Elisabeta volvió y se desplomó en el sillón.

—Y ahora alguien quiere matarme. ¿Y por qué? ¿Quién cuidará de ella? Habrá de morir ella sola.

—¿No tiene usted… seguro médico?

—Nos estamos acercando a beneficio máximo de por vida, así lo llaman. Tuve reunión con el…, ¿cómo se dice?, comité de finanzas del hospital. Ellos ofrecen hacer donación caritativa de quirófano para operar. Pero aun contando con su generosidad y lo que queda de seguro, falta más dinero del que yo… —Meneó la cabeza—. ¿Qué puedo hacer?

Me tembló la voz de la excitación.

—¿Cuánto le falta?

—Más de lo que imagina.

Me incliné de nuevo, y al poner la mano en la mesita, volqué el cuenco de anacardos.

—¿Cuánto exactamente?

Se levantó y fue al rincón de la cocina. Abrió un cajón tintineante de cubiertos. Luego otro. Revolvió entre un montón de menús y de folletos, y regresó al fin con el papel.
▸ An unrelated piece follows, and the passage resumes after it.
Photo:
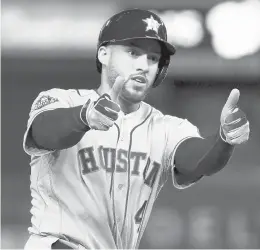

Lo alisó bien, como si fuese un real decreto.

—Veintisiete mil doscientos cuarenta y dos dólares.

Se le contrajo la boca en un conato de sollozo, pero se contuvo y adoptó una expresión de desprecio.

—Nadie la está amenazando. Lo interpreté mal.

Se me hizo un nudo en la garganta y tuve que dejar de hablar; me picaban los ojos. Bajé la cabeza y formulé en silencio una oración de gratitud. Acto seguido, me acerqué a la mujer y coloqué la bolsa de lona a sus pies.

Ella me miró, estupefacta.

—Esto es para usted —dije.

Me puse las Nike y salí, cerrando la puerta mosquitera con cuidado para no despertar a la niña.